Isadora Epstein, One Trick Pony Show, Performance Documentation, December 2021.
Photo by Cait Fahey
The Dean Art Studios, a new, multi-disciplinary hub located in the heart of Dublin City Centre opened in late 2020. It is a practical response to the contraction of accessible, affordable city workspaces for artists of all disciplines. IMMA worked with The Dean as the lead cultural institution partner to extend IMMA’s Artists’ Residency Programme by allowing four artistic practices to have the use of studio spaces at the Dean Art Studios. IMMA will work with the Dean over the coming year to activate the partnership through a series of events onsite and online.

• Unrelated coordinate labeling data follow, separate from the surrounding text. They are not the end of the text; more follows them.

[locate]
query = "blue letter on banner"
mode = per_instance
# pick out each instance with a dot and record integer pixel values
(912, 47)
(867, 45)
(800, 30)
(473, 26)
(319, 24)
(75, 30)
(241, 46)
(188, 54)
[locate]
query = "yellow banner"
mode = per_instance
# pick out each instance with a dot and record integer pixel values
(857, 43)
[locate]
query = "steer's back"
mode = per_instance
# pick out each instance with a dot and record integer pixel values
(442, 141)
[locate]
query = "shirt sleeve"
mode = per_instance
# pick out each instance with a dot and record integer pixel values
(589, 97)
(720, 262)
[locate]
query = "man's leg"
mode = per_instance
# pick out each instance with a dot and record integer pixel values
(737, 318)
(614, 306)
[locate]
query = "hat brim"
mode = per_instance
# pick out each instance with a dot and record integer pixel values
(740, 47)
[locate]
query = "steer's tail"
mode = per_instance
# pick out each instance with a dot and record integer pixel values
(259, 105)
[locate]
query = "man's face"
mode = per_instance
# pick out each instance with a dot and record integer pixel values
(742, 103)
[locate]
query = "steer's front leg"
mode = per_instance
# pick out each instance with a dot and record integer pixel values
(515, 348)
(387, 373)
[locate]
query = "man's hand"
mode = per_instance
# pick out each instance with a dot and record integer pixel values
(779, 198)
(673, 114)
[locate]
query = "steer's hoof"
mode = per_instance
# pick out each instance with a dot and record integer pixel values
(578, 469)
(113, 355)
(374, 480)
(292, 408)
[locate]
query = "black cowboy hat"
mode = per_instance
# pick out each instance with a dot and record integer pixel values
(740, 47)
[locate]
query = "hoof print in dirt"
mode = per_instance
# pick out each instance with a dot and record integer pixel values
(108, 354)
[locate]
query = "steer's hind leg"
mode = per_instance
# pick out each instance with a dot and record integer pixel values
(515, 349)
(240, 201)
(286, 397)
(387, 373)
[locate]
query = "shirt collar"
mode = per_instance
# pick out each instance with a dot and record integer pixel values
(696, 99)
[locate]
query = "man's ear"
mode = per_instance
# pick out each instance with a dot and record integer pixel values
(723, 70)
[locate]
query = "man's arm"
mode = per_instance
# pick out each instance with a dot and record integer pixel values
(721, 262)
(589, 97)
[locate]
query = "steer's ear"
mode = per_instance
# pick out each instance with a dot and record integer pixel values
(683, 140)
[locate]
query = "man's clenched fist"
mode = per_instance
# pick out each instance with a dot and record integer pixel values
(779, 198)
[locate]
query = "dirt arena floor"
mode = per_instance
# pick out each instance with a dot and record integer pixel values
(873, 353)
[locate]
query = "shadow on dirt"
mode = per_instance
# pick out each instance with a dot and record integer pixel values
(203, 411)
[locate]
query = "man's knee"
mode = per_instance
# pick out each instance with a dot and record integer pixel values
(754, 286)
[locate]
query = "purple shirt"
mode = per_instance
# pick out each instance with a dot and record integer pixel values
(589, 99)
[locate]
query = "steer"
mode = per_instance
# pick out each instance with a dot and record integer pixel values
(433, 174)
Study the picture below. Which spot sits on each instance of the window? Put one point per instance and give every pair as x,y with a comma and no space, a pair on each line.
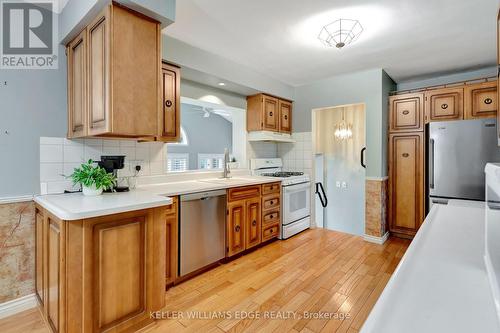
177,162
210,161
183,139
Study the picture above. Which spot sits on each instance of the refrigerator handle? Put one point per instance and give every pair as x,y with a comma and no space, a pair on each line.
362,158
431,162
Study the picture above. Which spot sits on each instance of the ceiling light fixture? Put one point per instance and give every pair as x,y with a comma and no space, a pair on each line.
340,33
343,130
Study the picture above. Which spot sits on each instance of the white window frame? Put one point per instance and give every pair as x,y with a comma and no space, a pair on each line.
172,156
202,157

The EU Horizon 2020 SPICE Project continued throughout the year looking at the participation of minority groups in the arts. IMMA’s case study aims to support groups who are less able to visit the museum physically, such as asylum seekers and children with serious illnesses, to access collections and share their own perspectives. This is an exciting project that is advancing public engagement for marginal groups. In June SPICE launched its first experiment in Citizen Curation, IMMA Viewpoints, in which visitors explored a selection of outdoor works, and discussed how other people may have responded to the same artworks.
IMMA Outdoors.
Photo by Kyle Tunney
The Art & Ageing programme continued online with Talking Art and Armchair Azure events, with 41 additional Azure Programme facilitators added to the Network in the year. Bespoke sessions of Talking Art were also facilitated for Dublin City Council Culture Club and Clann Housing, a social housing project for older people in Dublin’s inner city. The partnership with Creative Ireland was extended to the Laois Arts Office (Culture and Creativity Team) and further funding for Slow-Looking Videos and care home outreach was received from the Department of Rural and Community Affairs, and from the JP McManus Benevolent Fund to run a bespoke Armchair Azure Programme for nursing homes in Clare and Limerick.
The 2021 IMMA International Summer School, Art & Politics, No.3: Containment was an online event once more. The three-week programme of seminars, discussions, and workshops was free-of-charge and featured a range of national and international artists, theorists, and educators. Focusing on the theme of ‘containment’, they explored how mapping, border regimes, architecture, and the politics of incarceration inflect contemporary culture and how art and artists explore, question, and engage with this subject. There were 1,350 participants from 25 countries.